The Renaissance ideal of measured serenity contains clear stylistic distinctions from the anxious modern despair depicted in Munch’s autobiographical expression ‘The Scream’, which was formed from his own nature piercing experience while out on a walk with friends.
It’s said Munch soon abandoned this artistic approach after becoming uncomfortable with the distortion — remarking it could only have been painted by a madman.
Indeed, Munch had a familiarity and horror of insanity, which affected his sister Sarah.
The Game Theoretical Transition in Bargaining
John Forbes Nash Jr is often referred to as the godfather of non-cooperative game theory.

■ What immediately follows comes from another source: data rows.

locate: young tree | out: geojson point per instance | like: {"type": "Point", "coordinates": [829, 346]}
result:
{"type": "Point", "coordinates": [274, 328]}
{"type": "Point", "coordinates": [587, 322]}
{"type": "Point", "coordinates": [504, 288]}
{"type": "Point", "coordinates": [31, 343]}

His earliest works in the field pointed to how money serves as a utility in bargaining, evolving into equilibria, explaining how rational and self-interested agents participate in a game: the Nash equilibrium is said to stabilise where players can’t unilaterally gain from deviating their course.
Nash’s game theory is believed more applicable to larger scale scenarios which involve nation states, corporations or institutions because of their increased calculating ability — and in the latter stages of his career, Nash worked on a theoretical Ideal Money, observing that [money] isn’t always thought of rationally.
In this light, Nash believed there would be tremendous value from the convenience of an internationally stable standard money unit.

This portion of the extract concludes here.